The share price closed 46.86 percent lower at R50.54 on the JSE.
The group said it was in the process of preparing restated financial statements for the year ended June 2018, due to it erroneously dotting down its purchase of its stake in Cell C as “available-for-sale” equity instrument. The firm said this resulted in fair value adjustments being recorded in other comprehensive income instead of net income.
Herman Kotzé, Net1 chief executive, said on Friday that the mistake was only picked during the preparation of the results for the latest quarter. He said the restatement had no effect on the carrying value of its Cell C investment, but could not be drawn to reveal how its accounting officers did not pick up the error earlier on.
“The company is currently assessing the impact of this restatement on its internal control over financial reporting… The error is being corrected by moving the $25.2 million (R361m) fair value adjustment from other comprehensive income to nett income for fiscal 2018,” Kotzé said.

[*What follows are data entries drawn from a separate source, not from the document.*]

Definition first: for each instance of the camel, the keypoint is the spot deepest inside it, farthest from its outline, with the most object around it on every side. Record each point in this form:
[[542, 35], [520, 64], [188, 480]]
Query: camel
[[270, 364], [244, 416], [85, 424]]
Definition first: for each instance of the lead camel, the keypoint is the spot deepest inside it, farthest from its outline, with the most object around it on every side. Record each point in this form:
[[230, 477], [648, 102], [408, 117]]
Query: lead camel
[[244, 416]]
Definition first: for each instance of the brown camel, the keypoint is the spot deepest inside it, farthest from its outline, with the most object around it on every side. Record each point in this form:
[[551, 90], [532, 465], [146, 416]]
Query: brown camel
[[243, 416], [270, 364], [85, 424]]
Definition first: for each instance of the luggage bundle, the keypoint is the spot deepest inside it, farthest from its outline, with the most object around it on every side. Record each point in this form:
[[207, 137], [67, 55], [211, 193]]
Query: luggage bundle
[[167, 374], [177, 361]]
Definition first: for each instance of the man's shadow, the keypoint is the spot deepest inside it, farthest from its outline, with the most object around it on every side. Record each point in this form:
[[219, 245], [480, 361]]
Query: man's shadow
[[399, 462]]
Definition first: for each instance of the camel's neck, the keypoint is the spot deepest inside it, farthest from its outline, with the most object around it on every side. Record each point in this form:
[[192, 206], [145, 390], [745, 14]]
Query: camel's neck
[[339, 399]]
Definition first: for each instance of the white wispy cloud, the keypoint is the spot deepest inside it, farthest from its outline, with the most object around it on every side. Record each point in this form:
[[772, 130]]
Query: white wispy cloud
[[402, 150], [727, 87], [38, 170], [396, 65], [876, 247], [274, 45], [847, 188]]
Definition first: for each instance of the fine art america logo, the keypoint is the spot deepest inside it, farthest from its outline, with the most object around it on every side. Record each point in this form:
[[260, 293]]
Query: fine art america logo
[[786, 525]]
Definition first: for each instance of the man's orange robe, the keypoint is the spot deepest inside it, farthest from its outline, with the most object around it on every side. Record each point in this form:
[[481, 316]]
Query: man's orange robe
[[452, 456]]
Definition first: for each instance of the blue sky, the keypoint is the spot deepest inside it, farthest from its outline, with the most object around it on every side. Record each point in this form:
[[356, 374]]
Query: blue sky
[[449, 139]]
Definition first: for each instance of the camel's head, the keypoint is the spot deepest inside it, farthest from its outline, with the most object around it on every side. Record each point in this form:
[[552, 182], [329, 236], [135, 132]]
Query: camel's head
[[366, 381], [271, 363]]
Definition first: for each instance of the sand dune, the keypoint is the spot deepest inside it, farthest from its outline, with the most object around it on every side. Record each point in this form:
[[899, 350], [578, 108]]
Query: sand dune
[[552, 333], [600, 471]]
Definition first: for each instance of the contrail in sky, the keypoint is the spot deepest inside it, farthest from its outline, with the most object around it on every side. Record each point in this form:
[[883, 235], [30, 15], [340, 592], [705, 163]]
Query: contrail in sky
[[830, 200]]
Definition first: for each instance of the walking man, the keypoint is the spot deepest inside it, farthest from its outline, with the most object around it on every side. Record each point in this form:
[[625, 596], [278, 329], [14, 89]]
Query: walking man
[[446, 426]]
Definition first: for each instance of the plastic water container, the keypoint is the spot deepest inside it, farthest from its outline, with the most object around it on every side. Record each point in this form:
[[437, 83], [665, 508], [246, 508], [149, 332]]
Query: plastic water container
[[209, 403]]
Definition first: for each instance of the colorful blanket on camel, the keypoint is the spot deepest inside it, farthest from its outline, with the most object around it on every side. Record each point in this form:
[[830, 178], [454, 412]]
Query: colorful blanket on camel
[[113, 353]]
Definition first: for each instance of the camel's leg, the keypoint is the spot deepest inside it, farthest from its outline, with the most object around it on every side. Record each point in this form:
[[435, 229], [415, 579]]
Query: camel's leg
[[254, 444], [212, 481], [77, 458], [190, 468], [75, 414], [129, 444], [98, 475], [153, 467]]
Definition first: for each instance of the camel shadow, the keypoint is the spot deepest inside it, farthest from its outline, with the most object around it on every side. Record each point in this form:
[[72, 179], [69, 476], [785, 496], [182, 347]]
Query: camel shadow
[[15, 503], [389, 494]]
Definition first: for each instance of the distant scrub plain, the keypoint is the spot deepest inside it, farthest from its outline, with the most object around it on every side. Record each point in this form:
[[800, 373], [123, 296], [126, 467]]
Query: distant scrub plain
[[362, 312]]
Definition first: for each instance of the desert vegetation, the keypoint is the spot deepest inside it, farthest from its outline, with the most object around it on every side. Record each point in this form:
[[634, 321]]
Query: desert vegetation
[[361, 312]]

Net1 in August last year bought a 15 percent stake in Cell C for R2 billion. Cell C is one of the three major licensed mobile operators in South Africa with more than 15 million subscribers. The group said its audit committee has discussed the error with its auditors with Deloitte & Touche.
Deloitte directed all question to Net1. “Our professional responsibilities, standards and contractual obligations with respect to client confidentiality prevent us from commenting any further…” Deloitte said at the weekend.
The auditing profession has over the past year come under intense scrutiny after KPMG admitted to multiple poor standards. The near collapse of VBS bank and the near destruction of Steinhoff have also undermined the profession.
Deloitte partners have also been accused by the industry’s regulator of having had a blind eye to African Bank incorrectly calculating impairments in its loan book, which led to the collapse of the bank.
Meanwhile, Net1, whose subsidiary Cash Paymaster Services (CPS) contract with South Africa Social Security Agency (Sassa) came to an end in September, reported underwhelming results for the quarter ended September.
It reported revenue of $126m, down 17 percent year-over-year in dollars and fundamental earnings per share of $0.01 (R0.14), including a loss of $0.28 per share related to CPS.